316 00:33:02.180 ⇒ 00:33:06.670 Awaish Kumar: But I think we should like make that clear, as a
317 00:33:08.050 ⇒ 00:33:16.800 Awaish Kumar: like, you know, in my next one on one. I can make 2 things clear on, on, like. If
318 00:33:16.950 ⇒ 00:33:23.325 Awaish Kumar: he commits some availability, then, like we, we need to have that incrementally, like
319 00:33:24.420 ⇒ 00:33:27.589 Awaish Kumar: giving some hours regularly every day.
320 00:33:30.030 ⇒ 00:33:33.979 Awaish Kumar: We can try that like giving some feedback.

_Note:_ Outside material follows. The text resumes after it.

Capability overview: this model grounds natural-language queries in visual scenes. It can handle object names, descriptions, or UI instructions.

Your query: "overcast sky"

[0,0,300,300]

321 00:33:35.070 ⇒ 00:33:39.660 Uttam Kumaran: Yeah, I think some feedback would be helpful. I mean, I think it would be really helpful for even for you to like.
322 00:33:39.780 ⇒ 00:33:43.189 Uttam Kumaran: Just sit with and spend 30 min, look through his tickets
323 00:33:43.450 ⇒ 00:33:46.280 Uttam Kumaran: and just say, like, Hey, can you explain how
324 00:33:47.010 ⇒ 00:33:52.550 Uttam Kumaran: these tickets were assigned like last week? And they’re they’re not like.

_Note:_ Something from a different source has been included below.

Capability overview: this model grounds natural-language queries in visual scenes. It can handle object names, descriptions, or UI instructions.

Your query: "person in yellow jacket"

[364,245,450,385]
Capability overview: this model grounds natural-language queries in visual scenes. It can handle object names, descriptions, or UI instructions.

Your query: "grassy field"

325 00:33:52.550 ⇒ 00:33:52.870 Awaish Kumar: Like.
326 00:33:52.870 ⇒ 00:33:56.249 Uttam Kumaran: Near being done and like how long things are taking.
327 00:33:56.550 ⇒ 00:34:01.549 Uttam Kumaran: and like sort of how you can better communicate with the Pm’s, because for me
328 00:34:01.930 ⇒ 00:34:05.920 Uttam Kumaran: like my. My only option is to go sit with them and and
329 00:34:06.500 ⇒ 00:34:10.600 Uttam Kumaran: and be like what’s going on. Can we meet right and like?

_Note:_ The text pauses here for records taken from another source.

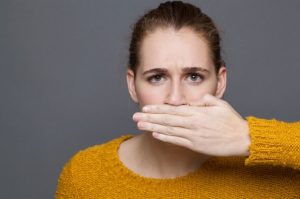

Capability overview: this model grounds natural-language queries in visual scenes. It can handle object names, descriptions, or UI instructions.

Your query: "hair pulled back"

[128,1,224,73]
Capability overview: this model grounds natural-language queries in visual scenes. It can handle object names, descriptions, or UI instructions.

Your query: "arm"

[55,161,79,199]
[245,117,300,169]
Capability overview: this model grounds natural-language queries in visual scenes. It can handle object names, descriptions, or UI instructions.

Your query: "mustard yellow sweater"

[56,117,300,199]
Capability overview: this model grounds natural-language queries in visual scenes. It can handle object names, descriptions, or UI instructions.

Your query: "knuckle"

[167,126,174,133]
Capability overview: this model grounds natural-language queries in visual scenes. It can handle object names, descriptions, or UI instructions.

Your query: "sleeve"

[245,116,300,170]
[55,160,79,199]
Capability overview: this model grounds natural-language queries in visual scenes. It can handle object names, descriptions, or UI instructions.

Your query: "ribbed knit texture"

[246,117,300,169]
[56,117,300,199]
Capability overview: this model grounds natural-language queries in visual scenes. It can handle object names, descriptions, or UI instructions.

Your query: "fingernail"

[132,113,138,120]
[142,106,150,112]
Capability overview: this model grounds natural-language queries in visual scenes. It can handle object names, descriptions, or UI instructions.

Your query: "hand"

[133,94,250,156]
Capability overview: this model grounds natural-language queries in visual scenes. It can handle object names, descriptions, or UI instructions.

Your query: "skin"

[118,28,249,178]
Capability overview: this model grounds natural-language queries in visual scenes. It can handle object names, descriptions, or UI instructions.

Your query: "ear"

[216,66,227,99]
[126,69,139,103]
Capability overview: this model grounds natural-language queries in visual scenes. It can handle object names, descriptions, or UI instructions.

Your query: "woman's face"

[127,28,226,107]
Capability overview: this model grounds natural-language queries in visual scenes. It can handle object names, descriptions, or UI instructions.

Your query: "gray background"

[0,0,300,198]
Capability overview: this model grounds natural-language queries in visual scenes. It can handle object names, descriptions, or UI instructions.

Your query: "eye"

[147,74,164,83]
[188,73,203,82]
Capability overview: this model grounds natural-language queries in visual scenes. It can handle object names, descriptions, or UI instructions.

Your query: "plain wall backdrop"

[0,0,300,198]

330 00:34:10.739 ⇒ 00:34:15.620 Uttam Kumaran: I don’t see any proactivity like I don’t see him setting. I had to set up that meeting today
331 00:34:16.000 ⇒ 00:34:22.150 Uttam Kumaran: like like he could have set that meeting up that today that we had last week, right
332 00:34:22.827 ⇒ 00:34:25.389 Uttam Kumaran: like on Thursday or Friday like.
333 00:34:25.670 ⇒ 00:34:30.770 Uttam Kumaran: and I’m having to reach out for like every single ticket to see like when things are getting done.
334 00:34:35.500 ⇒ 00:34:36.399 Awaish Kumar: Okay. Yeah.
335 00:34:36.400 ⇒ 00:34:40.020 Amber Lin: You know how this discussion goes. I need to hop actually.
336 00:34:40.305 ⇒ 00:34:40.590 Uttam Kumaran: Okay.
337 00:34:40.590 ⇒ 00:34:47.360 Amber Lin: Actually we need. I need this meeting room. But I would love a decision. Where? How? That would go as well.
338 00:34:48.550 ⇒ 00:34:51.826 Uttam Kumaran: Okay, okay, yeah, let’s let’s talk about it.
339 00:34:52.500 ⇒ 00:35:08.120 Uttam Kumaran: let’s talk about a little bit more on Wednesday, and then we can prep something or a wish. If you wanna message me in the managers meeting, we can work Async and prepare something to share with him. I do feel very similarly in that, like any work that gets assigned to him, it’s
340 00:35:08.260 ⇒ 00:35:10.350 Uttam Kumaran: seems like it’s a little bit of a risk.
341 00:35:12.260 ⇒ 00:35:15.709 Uttam Kumaran: So I kind of do want to make it really clear that, like.
342 00:35:15.880 ⇒ 00:35:20.120 Uttam Kumaran: we’re noticing that not only on the internal work, but
343 00:35:20.240 ⇒ 00:35:25.120 Uttam Kumaran: like on the client work as well, and that we kind of need to see a change.
344 00:35:26.470 ⇒ 00:35:30.990 Uttam Kumaran: So let’s work Async on on that. And and we can communicate something.
345 00:35:31.690 ⇒ 00:35:32.440 Amber Lin: Okay.
346 00:35:32.770 ⇒ 00:35:33.790 Uttam Kumaran: Okay. Okay.
347 00:35:34.470 ⇒ 00:35:36.199 Hannah Wang: Thanks all. Thank you.
348 00:35:36.200 ⇒ 00:35:37.170 Uttam Kumaran: Thanks. Everyone.
349 00:35:37.510 ⇒ 00:35:37.950 Hannah Wang: Bye.
350 00:35:37.950 ⇒ 00:35:38.870 Amber Lin: Bye, bye.